El campesino, que no parecía haberse percatado de la llegada del comisario, miraba hacia delante con las riendas en la mano.
– A usted -contestó el hombre, un sexagenario enjuto y tostado por el sol. Iba vestido de fustán y llevaba la cabeza cubierta por un absurdo Borsalino que debía de remontarse a los años cincuenta.
Pero no hizo ademán de detenerse.
– Quería pedirle información -dijo Montalba-no, situándose a su lado.
– ¿A mí? -preguntó, entre sorprendido y consternado.
¿Y a quién, si no? ¿Al caballo?
– Sí.
– Ehhh -gritó el carretero, tirando de las riendas.
El animal se detuvo.
El hombre no abrió la boca. Sin dejar de mirar hacia delante, esperó a que le hiciera la pregunta.
– Oiga, ¿podría indicarme el camino de Brancato de Abajo?

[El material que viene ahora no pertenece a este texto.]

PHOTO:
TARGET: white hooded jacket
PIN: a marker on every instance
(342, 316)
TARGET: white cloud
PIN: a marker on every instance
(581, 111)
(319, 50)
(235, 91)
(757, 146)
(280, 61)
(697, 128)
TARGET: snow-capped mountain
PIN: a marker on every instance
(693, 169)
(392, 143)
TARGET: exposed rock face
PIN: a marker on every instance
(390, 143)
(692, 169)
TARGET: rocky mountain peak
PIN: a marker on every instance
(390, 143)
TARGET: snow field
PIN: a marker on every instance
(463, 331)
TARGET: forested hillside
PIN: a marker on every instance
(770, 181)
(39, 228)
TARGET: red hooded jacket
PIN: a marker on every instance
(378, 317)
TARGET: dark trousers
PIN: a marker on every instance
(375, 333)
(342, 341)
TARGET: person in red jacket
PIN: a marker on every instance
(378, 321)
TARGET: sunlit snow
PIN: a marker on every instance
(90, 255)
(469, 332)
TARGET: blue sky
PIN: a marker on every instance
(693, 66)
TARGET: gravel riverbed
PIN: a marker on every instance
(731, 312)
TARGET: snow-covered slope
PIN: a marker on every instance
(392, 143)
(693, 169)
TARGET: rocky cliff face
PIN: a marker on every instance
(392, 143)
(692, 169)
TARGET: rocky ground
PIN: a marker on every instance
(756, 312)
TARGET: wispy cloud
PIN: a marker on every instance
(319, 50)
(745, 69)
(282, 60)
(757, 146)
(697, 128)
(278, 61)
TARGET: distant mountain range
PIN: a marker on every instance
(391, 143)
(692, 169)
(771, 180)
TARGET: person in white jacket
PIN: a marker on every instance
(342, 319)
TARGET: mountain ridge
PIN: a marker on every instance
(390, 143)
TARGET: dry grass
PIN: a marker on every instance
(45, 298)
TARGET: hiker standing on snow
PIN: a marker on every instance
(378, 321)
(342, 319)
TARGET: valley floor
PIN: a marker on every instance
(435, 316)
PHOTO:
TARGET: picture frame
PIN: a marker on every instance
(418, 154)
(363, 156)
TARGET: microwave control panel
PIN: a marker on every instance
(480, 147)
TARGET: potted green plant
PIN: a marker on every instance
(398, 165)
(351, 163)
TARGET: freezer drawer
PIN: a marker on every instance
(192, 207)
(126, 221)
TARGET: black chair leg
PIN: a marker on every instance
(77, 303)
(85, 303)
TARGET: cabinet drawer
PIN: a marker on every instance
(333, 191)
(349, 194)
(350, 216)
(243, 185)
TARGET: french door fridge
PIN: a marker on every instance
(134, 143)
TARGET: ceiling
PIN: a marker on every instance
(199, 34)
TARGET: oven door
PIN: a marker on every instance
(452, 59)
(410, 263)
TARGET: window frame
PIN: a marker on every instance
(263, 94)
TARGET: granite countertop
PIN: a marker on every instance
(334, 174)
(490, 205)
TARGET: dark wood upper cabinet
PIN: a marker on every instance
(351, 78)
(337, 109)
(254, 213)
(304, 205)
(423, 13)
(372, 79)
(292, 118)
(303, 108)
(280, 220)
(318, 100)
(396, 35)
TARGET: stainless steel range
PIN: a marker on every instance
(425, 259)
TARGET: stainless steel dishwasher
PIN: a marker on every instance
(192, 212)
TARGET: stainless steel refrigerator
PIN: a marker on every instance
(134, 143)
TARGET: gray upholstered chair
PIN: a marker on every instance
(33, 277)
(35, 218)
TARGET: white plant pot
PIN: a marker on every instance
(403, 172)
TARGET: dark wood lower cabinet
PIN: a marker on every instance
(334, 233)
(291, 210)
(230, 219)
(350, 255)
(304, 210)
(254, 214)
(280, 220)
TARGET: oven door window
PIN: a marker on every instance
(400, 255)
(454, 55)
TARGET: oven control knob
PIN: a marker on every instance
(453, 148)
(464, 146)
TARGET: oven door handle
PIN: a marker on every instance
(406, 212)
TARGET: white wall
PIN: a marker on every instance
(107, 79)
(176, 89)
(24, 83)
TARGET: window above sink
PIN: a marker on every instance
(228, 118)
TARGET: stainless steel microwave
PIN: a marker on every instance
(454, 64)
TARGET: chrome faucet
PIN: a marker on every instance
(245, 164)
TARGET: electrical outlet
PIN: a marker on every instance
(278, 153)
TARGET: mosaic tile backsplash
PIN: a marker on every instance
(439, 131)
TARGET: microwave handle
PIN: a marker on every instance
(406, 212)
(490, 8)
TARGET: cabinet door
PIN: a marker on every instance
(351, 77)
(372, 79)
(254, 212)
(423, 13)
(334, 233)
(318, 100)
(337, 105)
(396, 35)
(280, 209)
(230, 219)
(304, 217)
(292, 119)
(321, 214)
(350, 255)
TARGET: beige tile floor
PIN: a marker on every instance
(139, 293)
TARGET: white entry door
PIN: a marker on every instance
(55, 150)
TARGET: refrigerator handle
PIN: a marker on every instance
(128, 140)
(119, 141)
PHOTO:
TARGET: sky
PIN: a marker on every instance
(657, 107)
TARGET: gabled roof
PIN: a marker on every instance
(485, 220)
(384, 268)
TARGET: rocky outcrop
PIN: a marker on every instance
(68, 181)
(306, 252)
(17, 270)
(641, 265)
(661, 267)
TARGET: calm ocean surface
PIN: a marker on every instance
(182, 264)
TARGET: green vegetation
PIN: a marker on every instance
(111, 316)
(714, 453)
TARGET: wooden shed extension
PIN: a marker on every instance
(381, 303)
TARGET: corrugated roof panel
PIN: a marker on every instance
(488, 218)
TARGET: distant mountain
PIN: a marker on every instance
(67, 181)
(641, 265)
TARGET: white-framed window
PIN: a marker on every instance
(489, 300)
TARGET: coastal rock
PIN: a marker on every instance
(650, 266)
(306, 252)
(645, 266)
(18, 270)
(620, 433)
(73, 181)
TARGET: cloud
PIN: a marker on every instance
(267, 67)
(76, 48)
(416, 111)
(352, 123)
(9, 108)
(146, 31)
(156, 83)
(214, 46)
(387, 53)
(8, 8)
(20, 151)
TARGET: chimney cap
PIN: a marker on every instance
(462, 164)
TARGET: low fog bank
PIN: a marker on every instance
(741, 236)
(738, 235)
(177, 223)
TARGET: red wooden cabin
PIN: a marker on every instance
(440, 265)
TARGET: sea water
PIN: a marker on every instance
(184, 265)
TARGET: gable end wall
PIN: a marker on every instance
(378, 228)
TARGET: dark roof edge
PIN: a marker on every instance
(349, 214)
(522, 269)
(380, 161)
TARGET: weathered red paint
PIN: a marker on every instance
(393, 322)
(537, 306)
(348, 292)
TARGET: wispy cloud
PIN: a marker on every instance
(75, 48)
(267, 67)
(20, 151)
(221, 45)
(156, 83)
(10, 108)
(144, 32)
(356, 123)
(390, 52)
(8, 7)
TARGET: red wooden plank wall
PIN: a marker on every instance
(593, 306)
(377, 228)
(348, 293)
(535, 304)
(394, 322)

A regañadientes, como si le costara un enorme esfuerzo, dijo:
– Todo recto. Tercer cruce a la izquierda. Buenos días. ¡Ahhh!
El «ahhh» iba dirigido al caballo, que reanudó la marcha.
Aproximadamente media hora después, Montalbano vio aparecer a lo lejos una especie de construcción mitad paso elevado y mitad puente. Para ser un puente le faltaban los pretiles, aunque tenía unas grandes redes metálicas de protección; pero su forma tampoco era la de un paso elevado porque lo habían hecho en arco, como un puente. Al fondo destacaba una colina en cuya cima se levantaban en imposible equilibrio los dados blancos de unas cuantas casuchas medio deslizadas hacia abajo. Sin duda se trataba de las viviendas de Brancato de Arriba, mientras que de las de Abajo aún no se veía ni siquiera un tejado. En cualquier caso, el pozo debía de estar por allí. Montalbano se detuvo a unos veinte metros de distancia del paso elevado, bajó y empezó a mirar alrededor. La carretera estaba desierta. Desde que girara en el cruce sólo había tropezado con el carretero. Después vio un campesino removiendo la tierra con una azada. Y nada más. En cuanto se ponía el sol y caía la oscuridad, en aquella carretera no debía de verse nada de nada. No había ningún tipo de alumbrado, ni casas desde las cuales pudiera llegar un poco de luz. Entonces, ¿dónde se habían apostado los secuestradores para observar si aparecía el automóvil del ingeniero? Y sobre todo, ¿cómo se las habían arreglado para saber con toda certeza que era el coche de Peruzzo y no otro que, por puro milagro, acertara a pasar por allí?
Cerca del paso elevado, cuya utilidad no conseguía comprender, no había ni matorrales ni muretes donde esconderse. Incluso en medio de la oscuridad de la noche, aquel lugar no ofrecía la menor posibilidad de esquivar la luz de los faros de un automóvil. ¿Entonces?